Photographing the scene is a photographer’s dream, with the reflection of the willows and bridge on the water. Japanese cherry trees and azaleas ring the pond with color mixed with flowering bulbs and pansies and violas for a riot of color. The famous Japanese bridge is covered with wisteria and was just starting to bloom when I visited this spring.

A riot of color covered every inch of space around the pond

Monet died in 1926 and the garden was taken care of by his step-daughter Blanche for a number of years. But after the Second World War, the property fell into disrepair from bombings and neglect. Over the course of 10 years Giverny was restored to it’s former magnificence with the pond having to be re-excavated as it had filled in. The house was fully restored and has been open to the public since 1980.

Entrance to the house has Kelly Green Trim
Monet’s studio with his paintings and artworks from his Impressionistic friends
View from an upstairs room
Yellow kitchen

Traveling from Giverny, we passed through La Roche-Guyon, which located about 10 kilometers from Giverny is labeled as one of the most beautiful villages in France.

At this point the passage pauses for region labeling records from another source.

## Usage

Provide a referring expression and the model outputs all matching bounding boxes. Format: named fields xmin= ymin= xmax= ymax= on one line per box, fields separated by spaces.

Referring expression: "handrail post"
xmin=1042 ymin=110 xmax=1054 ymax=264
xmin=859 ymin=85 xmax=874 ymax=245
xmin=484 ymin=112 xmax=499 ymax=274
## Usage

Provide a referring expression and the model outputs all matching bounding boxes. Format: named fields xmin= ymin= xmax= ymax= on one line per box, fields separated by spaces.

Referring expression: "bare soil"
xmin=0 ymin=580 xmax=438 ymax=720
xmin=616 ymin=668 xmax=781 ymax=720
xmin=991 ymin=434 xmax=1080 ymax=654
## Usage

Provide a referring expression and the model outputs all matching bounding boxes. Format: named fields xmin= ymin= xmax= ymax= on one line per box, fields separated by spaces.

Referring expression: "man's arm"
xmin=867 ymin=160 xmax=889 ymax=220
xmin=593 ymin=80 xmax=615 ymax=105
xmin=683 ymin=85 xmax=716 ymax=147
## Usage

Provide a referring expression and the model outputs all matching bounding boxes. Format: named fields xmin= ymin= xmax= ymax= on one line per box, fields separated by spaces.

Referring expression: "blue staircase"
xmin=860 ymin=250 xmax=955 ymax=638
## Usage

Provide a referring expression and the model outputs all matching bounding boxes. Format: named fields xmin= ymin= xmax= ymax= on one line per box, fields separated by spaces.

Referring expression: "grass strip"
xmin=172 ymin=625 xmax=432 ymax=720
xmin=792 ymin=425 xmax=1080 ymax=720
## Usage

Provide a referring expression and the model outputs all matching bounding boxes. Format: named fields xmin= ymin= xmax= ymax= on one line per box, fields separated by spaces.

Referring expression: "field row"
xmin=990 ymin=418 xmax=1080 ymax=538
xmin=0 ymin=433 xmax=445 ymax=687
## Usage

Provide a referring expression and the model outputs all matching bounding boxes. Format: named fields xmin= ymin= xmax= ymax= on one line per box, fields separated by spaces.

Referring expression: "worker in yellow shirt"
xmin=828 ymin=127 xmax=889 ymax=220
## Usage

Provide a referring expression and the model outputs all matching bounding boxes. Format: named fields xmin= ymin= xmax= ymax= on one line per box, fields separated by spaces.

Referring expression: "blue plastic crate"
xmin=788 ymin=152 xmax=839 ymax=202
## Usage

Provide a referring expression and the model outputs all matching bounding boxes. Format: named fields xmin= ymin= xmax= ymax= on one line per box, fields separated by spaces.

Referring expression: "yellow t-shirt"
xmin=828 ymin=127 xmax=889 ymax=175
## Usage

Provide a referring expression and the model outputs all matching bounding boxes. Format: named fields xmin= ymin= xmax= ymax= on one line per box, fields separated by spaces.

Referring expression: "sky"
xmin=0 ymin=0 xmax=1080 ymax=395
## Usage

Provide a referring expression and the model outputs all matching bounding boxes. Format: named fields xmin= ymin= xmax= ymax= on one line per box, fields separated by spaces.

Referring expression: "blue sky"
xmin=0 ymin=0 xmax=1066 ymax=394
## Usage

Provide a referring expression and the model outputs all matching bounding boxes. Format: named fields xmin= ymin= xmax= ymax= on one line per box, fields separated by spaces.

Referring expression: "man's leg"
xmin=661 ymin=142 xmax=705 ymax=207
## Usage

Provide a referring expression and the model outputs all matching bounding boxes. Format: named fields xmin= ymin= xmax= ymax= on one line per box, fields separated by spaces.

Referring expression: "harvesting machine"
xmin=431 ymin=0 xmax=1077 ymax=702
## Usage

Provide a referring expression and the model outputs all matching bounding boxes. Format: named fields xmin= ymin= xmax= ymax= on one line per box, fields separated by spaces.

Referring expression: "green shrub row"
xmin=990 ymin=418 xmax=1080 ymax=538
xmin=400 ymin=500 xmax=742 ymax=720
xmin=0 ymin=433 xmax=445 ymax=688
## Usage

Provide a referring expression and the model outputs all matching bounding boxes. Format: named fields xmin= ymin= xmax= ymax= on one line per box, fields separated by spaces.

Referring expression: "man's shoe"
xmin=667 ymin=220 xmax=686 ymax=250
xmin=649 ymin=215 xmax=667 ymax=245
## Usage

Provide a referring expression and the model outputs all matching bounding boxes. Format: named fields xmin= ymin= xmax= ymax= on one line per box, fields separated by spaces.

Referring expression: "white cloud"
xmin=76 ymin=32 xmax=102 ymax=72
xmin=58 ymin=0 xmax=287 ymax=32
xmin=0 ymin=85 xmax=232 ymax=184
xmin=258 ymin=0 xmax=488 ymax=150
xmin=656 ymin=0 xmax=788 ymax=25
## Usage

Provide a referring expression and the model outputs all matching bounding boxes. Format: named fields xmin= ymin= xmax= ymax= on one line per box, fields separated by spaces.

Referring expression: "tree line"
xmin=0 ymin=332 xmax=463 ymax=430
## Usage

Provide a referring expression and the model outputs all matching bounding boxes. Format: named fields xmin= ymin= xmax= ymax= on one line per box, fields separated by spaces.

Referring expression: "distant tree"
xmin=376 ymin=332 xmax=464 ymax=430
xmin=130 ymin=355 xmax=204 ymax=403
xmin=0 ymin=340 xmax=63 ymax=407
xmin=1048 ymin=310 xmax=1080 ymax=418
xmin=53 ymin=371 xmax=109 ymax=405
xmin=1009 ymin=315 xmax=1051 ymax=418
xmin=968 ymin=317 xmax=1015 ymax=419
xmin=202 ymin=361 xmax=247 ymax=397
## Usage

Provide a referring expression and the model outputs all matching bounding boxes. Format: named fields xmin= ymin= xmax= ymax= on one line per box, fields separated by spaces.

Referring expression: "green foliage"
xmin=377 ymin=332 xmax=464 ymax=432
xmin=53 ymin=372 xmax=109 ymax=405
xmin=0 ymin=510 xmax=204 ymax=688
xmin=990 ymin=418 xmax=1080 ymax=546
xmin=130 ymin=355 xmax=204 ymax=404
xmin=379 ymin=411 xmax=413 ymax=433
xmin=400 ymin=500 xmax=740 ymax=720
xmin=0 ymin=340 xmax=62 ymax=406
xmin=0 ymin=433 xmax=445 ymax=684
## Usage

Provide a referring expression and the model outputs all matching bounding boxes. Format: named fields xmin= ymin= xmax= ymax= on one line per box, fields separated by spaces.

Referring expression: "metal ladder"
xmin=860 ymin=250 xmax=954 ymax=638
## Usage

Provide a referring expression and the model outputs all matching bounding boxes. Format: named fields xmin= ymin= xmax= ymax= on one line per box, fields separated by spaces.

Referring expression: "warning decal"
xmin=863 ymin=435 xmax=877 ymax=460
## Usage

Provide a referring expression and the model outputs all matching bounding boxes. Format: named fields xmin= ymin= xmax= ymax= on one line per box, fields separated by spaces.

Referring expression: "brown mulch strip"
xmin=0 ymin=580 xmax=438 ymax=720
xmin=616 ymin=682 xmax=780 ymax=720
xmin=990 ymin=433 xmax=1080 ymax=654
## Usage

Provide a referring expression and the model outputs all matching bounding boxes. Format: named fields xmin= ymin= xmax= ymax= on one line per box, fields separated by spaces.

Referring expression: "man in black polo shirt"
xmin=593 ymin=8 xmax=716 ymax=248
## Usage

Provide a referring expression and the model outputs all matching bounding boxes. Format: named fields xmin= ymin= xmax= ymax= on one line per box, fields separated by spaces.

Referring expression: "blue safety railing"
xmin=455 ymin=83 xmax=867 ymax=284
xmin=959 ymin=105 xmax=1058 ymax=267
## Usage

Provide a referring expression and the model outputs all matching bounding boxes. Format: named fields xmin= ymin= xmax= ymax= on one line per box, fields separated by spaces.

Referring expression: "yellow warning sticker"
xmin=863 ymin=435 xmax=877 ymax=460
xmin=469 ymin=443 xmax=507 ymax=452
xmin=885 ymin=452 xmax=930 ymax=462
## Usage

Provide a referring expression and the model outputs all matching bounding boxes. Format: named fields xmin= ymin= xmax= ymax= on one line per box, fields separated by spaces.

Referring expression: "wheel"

A place that I have put on my list as to go back to when I have more time!

7 Replies to “Springtime in Giverny”

  1. Claire- fabulous picture – I have been their twice – once in late spring and once in the late fall – so these beautiful picture round out the beauty of this special place for me – Thank you for sharing

    Trish

  2. Thanks for the tour! It was a lovely way to spend some Mother’s Day time away to a magical place. You never fail to engage me..Happy Mothers Day!!

  3. My favorite place on the whole European tour! You captured the beauty of Monet’s gardens and home perfectly. Your post brings back many happy memories of this breathtaking place! Happy Mother’s Day!